Entre 2019 et 2023, l’Italie était responsable pour 4,9 % des exportations d’armes dans la région. Toutefois, une commande de 24 aéronefs légers de combat pour le Nigeria, combinée à des achats moindres par d’autres pays, pourrait faire de l’Italie le plus gros exportateur d’armes du Nigeria et relever son rang de fournisseur d’armes dans la région, selon Pieter Wezerman, chercheur principal du SIPRI.

Les importations d’armes du Nigeria auprès des États-Unis vont aussi augmenter, grâce à la livraison de douze hélicoptères de combat avancés au cours des prochaines années. Cet accord a été conclu lorsque les États-Unis ont allégé les restrictions sur l’importation des armes dans le pays.

L’Agence de coopération en matière de sécurité du département de la Défense des États-Unis a déclaré : « L’impact de cette action stratégique est prêt à résonner dans l’Afrique de l’Ouest, ce qui annonce un nouveau chapitre dans la collaboration de défense et la dynamique de sécurité régionale. »
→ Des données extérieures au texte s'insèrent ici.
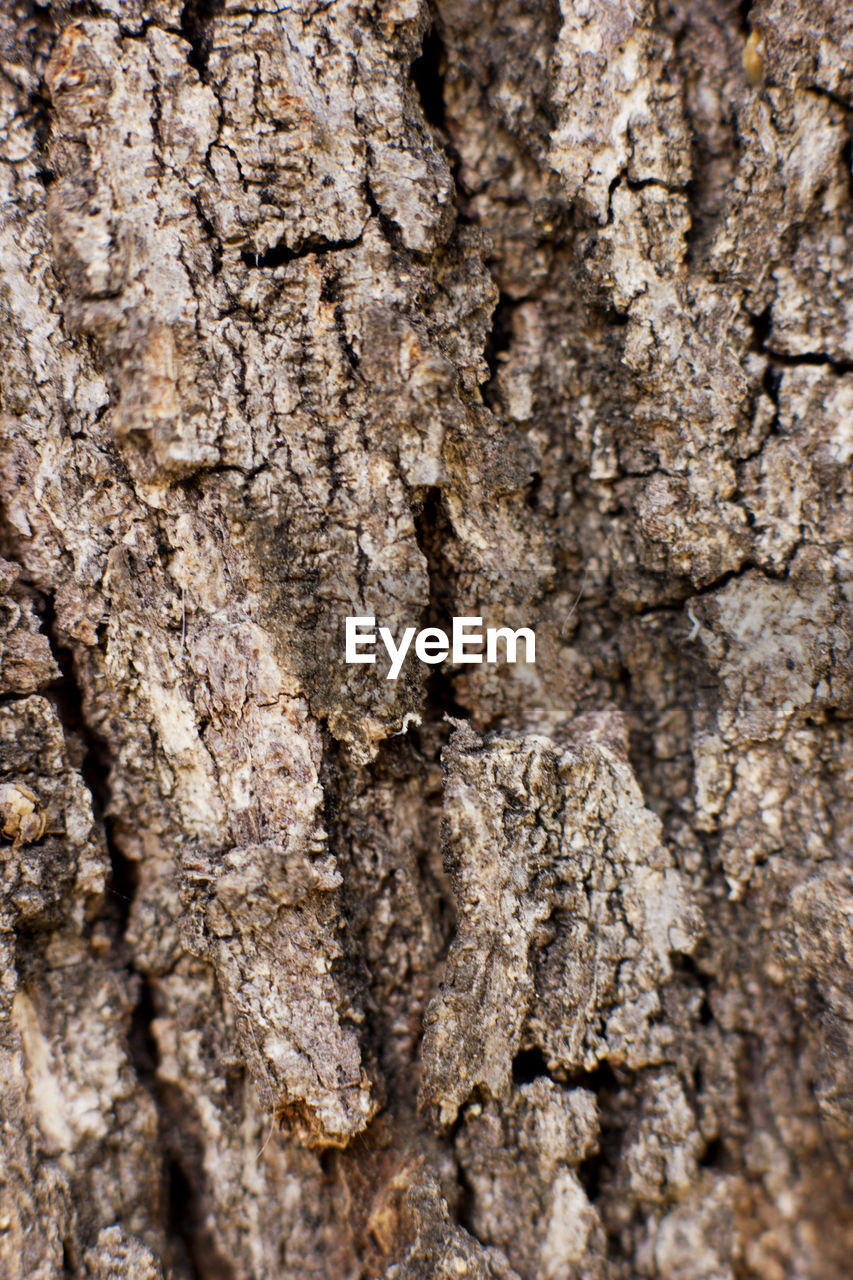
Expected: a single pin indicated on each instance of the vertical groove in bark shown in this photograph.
(541, 315)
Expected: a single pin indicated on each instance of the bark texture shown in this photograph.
(530, 310)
Les EAU soutiennent leurs partenaires africains, en particulier ceux d’Afrique de l’Est, pour gagner accès à des ressources et des opportunités économiques, et pour préserver leur réputation dans les secteurs où leurs entreprises ont fait d’importants investissements, selon Albert Vidal, analyste de recherche à l’Institut d’études de sécurité .

STREIT Group, constructeur privé de véhicules blindés aux Émirats avec une usine dans l’Ouganda, a fourni des véhicules à la République démocratique du Congo, au Mali, au Nigeria, au Soudan du Sud et au Soudan. Un autre constructeur de véhicules blindés émirien a livré des armes en Éthiopie, en Mauritanie, au Mozambique, en RDC, au Rwanda, au Soudan et au Tchad, écrit Albert Vidal dans la série de l’ISPI.